Hükümdarın hasımları, hükümdara yiyecek ve su veren bu iki kişiye hükümdarın yiyecek ve içeceğine zehir katmaları için kendilerine yüklü miktarda rüşvet teklif ederler. Hükümdara su götüren teklifi reddetmiş. Yemek götürense hain planı kabul etmiş. Hükümdarın yemeğine zehir katmış. İftira ve ihanet insanlık tarihinin her devrinde yaşanabilecek muhtemel vakıalardandır. Hükümdara su götüren hizmetli hain plandan hükümdarı haberdar eder.

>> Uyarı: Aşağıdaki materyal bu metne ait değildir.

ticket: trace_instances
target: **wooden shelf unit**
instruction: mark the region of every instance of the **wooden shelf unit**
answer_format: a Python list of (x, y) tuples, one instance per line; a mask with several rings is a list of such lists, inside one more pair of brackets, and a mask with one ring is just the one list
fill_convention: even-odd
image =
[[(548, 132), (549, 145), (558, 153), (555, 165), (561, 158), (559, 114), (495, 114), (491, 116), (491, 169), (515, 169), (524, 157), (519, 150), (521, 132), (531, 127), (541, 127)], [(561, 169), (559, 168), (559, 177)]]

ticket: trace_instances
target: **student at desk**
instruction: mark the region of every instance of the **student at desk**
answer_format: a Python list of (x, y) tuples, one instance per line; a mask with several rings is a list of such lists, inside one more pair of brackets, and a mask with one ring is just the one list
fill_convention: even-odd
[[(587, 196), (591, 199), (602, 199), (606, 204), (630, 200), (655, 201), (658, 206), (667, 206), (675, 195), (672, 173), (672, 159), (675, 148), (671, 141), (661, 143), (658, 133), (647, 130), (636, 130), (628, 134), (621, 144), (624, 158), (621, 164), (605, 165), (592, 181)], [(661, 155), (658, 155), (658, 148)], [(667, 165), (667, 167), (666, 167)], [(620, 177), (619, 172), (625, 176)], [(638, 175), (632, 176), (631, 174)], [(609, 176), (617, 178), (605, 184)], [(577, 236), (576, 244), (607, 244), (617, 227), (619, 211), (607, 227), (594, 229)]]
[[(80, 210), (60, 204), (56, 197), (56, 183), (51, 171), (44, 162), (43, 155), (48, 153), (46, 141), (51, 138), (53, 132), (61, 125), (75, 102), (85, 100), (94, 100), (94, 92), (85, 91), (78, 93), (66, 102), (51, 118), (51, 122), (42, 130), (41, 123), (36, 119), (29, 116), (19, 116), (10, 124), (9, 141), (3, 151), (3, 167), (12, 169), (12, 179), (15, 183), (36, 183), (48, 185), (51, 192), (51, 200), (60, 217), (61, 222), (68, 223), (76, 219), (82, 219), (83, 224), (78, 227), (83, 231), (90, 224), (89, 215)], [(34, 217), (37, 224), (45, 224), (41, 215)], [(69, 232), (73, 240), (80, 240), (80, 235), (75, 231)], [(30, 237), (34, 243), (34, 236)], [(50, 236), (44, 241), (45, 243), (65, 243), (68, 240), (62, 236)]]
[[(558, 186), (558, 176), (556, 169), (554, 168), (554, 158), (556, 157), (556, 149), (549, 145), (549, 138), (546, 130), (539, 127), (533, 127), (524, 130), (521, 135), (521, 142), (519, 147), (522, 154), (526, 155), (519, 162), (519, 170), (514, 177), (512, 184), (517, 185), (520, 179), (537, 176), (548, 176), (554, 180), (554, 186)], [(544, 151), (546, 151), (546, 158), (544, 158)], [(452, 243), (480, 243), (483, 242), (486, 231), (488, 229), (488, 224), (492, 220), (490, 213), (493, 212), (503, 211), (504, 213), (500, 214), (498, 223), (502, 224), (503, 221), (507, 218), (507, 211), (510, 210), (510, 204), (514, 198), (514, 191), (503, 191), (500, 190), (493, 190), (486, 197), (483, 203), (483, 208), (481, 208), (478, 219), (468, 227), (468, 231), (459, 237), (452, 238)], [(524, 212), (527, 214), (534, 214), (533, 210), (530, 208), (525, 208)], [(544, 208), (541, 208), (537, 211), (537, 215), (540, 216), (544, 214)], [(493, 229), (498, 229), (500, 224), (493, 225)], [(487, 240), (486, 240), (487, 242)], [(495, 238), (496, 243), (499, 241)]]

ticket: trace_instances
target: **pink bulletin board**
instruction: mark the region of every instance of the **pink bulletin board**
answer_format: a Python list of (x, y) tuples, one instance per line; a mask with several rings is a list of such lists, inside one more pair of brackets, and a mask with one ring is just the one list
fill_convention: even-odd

Kötü niyetli aşçı da hemen hükümdara bir fırsatta:

-Efendim, sakın size getirilen sudan içmeyin. O suda zehir var, demiş. Durumu öğrenen hükümdar:

-Su getirene, getirdiğin suyu iç bakayım ben bir göreyim. Deyince su getiren, getirdiği suyu içmiş. İçtiği sudan kendisine bir şey olamamış. Bu defa aşçı yemek getirdiğinde hükümdar aşçıya:

-Aşçı, getirdiğin yemeği sen ye de ben bir göreyim. Deyince, aşçı getirdiği yemeği yememiş.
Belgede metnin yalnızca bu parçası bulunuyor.